Work by scientists such as Dr Neil Ward, of the Chemistry Department, University of Surrey and advisor to HACSG, has emphasised the importance of zinc status, ingestion of additives and heavy metal burden (such as lead, cadmium and mercury) in children with ADHD symptoms.

Early work found that zinc deficiency caused hyperactivity (HA) syndrome in rats (Pediatr Res, 1975; 9: 94-7) and that additives such as tartrazine (E102), one of 15 azo dyes permitted in food, can trigger hyperactive behaviour in some children (Arch Gen Psychiatry, 1981; 38: 714-8; J Pediatr, 1994; 125: 691-8). One double blind, placebo controlled study of HA children by Ward and co workers showed that tartrazine reduced blood and saliva zinc levels while increasing urinary zinc output (J Nutr Med, 1990; 10: 415-31). These changes were related to deterioration in both behaviour and emotional expression.In a further study of HA children, Ward confirmed that they had significantly lower zinc and iron levels compared with controls in blood, urine and washed scalp hair (J Nutr Environ Med, 1997; 7: 333-42). HA children known to react to synthetic colouring showed a significant reduction in their blood zinc levels and an increase in urinary zinc output in response to ingesting either tartrazine or sunset yellow (E119). Many HA children also showed significantly high levels of aluminium, cadmium and/or lead in their urine or hair. Raised aluminium levels are associated with antisocial behaviour in children (Biol Trace Elem Res, 1986; 11: 5), while cadmium has an adverse effect on brain metabolism, in particular, a depressive effect on levels of norepinephrine, serotonin and acetylcholine (Ward, 1990, op cit).

Moderate zinc deprivation in prepubertal monkeys was found to adversely affect visual attention and short term memory with no effects on growth rate and no signs of zinc deficiency (Am J Clin Nutr, 1994; 60: 238-43). Zinc deficiency can cause a hyperadrenal condition (Physiol Behav, 1979; 22: 211-5), and adrenergic and dopaminergic dysfunction has been implicated in ADHD (Synopsis of Psychiatry, 7th edn, Baltimore: Williams & Wilkins, 1994: 1063-8). It may also be associated with a reduction in melatonin secretion (Int J Neurosci, 1990; 52: 239-41) which, in turn, leads to reduced serotonin secretion, linked to aggressive behaviour.
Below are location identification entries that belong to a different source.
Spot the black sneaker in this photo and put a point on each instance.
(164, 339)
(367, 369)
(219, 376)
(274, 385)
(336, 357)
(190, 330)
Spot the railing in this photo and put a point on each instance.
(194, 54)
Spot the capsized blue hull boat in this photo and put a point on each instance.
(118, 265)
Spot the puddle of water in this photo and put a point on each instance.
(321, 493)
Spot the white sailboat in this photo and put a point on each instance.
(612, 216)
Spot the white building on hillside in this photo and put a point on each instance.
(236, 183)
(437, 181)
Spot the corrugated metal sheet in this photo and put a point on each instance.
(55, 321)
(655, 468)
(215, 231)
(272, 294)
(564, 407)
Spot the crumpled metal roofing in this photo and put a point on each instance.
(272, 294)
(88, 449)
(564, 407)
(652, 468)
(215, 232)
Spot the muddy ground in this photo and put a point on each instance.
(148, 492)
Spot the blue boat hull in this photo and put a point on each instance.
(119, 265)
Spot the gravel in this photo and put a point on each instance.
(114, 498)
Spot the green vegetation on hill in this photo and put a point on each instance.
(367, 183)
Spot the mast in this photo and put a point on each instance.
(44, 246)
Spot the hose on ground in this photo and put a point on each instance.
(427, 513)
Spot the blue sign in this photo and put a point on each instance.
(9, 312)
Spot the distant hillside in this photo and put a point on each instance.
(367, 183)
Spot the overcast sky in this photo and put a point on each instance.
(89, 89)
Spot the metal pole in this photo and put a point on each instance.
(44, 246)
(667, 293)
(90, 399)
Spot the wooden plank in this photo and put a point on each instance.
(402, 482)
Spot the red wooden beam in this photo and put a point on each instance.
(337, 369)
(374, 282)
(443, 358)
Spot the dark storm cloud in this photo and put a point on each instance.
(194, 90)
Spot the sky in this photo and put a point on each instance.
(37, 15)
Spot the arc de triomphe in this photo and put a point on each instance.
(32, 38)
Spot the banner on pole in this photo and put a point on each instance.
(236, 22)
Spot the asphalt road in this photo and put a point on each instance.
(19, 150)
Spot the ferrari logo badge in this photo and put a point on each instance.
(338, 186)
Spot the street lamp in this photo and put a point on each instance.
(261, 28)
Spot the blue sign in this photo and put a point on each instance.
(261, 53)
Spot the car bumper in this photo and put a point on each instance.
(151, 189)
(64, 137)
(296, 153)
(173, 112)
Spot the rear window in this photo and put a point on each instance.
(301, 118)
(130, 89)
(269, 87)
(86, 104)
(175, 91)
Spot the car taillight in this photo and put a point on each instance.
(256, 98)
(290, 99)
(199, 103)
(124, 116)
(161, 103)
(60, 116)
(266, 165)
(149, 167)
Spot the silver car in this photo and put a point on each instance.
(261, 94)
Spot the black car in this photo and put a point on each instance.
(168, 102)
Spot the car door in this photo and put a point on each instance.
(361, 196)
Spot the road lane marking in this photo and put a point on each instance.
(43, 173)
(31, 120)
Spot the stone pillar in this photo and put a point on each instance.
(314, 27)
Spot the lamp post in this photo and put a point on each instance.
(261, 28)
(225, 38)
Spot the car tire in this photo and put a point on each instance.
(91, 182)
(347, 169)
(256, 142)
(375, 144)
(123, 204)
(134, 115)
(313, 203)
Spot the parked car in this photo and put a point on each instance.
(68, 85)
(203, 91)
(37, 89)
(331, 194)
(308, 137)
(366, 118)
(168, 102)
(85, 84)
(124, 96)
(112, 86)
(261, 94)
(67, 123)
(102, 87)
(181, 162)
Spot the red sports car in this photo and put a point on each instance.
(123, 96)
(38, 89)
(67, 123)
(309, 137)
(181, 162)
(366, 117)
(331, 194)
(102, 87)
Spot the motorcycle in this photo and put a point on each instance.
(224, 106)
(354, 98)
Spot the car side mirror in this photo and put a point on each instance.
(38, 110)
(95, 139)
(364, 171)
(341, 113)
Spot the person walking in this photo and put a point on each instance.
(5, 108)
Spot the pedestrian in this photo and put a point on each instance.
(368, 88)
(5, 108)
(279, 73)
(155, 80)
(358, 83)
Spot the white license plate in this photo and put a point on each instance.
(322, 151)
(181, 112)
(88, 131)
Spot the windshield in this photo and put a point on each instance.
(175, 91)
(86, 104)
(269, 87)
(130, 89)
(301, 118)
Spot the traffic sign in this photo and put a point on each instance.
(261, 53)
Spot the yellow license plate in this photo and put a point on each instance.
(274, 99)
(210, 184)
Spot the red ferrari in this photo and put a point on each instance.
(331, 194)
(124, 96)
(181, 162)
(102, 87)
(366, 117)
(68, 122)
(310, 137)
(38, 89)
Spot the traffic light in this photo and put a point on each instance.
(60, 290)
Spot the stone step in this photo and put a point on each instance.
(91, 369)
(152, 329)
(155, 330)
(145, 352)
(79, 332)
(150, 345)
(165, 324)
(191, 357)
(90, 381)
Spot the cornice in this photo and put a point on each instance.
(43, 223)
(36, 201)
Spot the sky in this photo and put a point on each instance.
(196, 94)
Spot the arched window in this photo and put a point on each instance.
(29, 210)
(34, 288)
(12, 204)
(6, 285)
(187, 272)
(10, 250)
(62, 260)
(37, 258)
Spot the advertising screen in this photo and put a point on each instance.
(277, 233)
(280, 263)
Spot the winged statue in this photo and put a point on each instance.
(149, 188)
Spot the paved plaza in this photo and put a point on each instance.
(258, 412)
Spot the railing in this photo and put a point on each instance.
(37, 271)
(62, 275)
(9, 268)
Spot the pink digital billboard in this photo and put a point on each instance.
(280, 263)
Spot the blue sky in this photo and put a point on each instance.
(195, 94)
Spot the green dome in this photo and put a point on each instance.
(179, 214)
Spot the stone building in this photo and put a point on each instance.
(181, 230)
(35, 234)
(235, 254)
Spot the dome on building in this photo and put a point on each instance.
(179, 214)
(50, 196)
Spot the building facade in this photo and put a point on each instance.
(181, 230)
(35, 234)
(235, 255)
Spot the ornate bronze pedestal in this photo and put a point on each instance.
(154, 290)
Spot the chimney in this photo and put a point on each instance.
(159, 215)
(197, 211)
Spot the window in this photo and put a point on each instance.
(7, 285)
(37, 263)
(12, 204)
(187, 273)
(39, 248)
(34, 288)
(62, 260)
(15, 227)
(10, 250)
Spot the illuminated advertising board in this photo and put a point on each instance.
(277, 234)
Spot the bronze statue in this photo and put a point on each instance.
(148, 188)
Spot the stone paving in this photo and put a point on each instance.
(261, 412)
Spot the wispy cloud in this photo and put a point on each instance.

Most recently, Ward summarised the evidence for dietary and trace element benefit in a study of supplementation in ADHD children (Nutr Pract, 2000; 2: 43-5). Of those given either trace elements, such as zinc, iron and selenium, or EFAs, or a combination of the two, the “most dramatic improvement” in blood and hair levels, and in reduction of behavioural problems over a 10 week period, was seen with the combined dietary modification.

In his latest, as yet unpublished, analysis, Ward has also found a progressive decline in blood zinc levels in four children using Ritalin over 12 months.

Given that zinc is an essential cofactor in over 100 enzymes and in the conversion of EFAs to LC-PUFAs, zinc status and appropriate supplementation, plus assessment of synthetic food additives and heavy metals, appears to be of primary importance in treating ADHD children.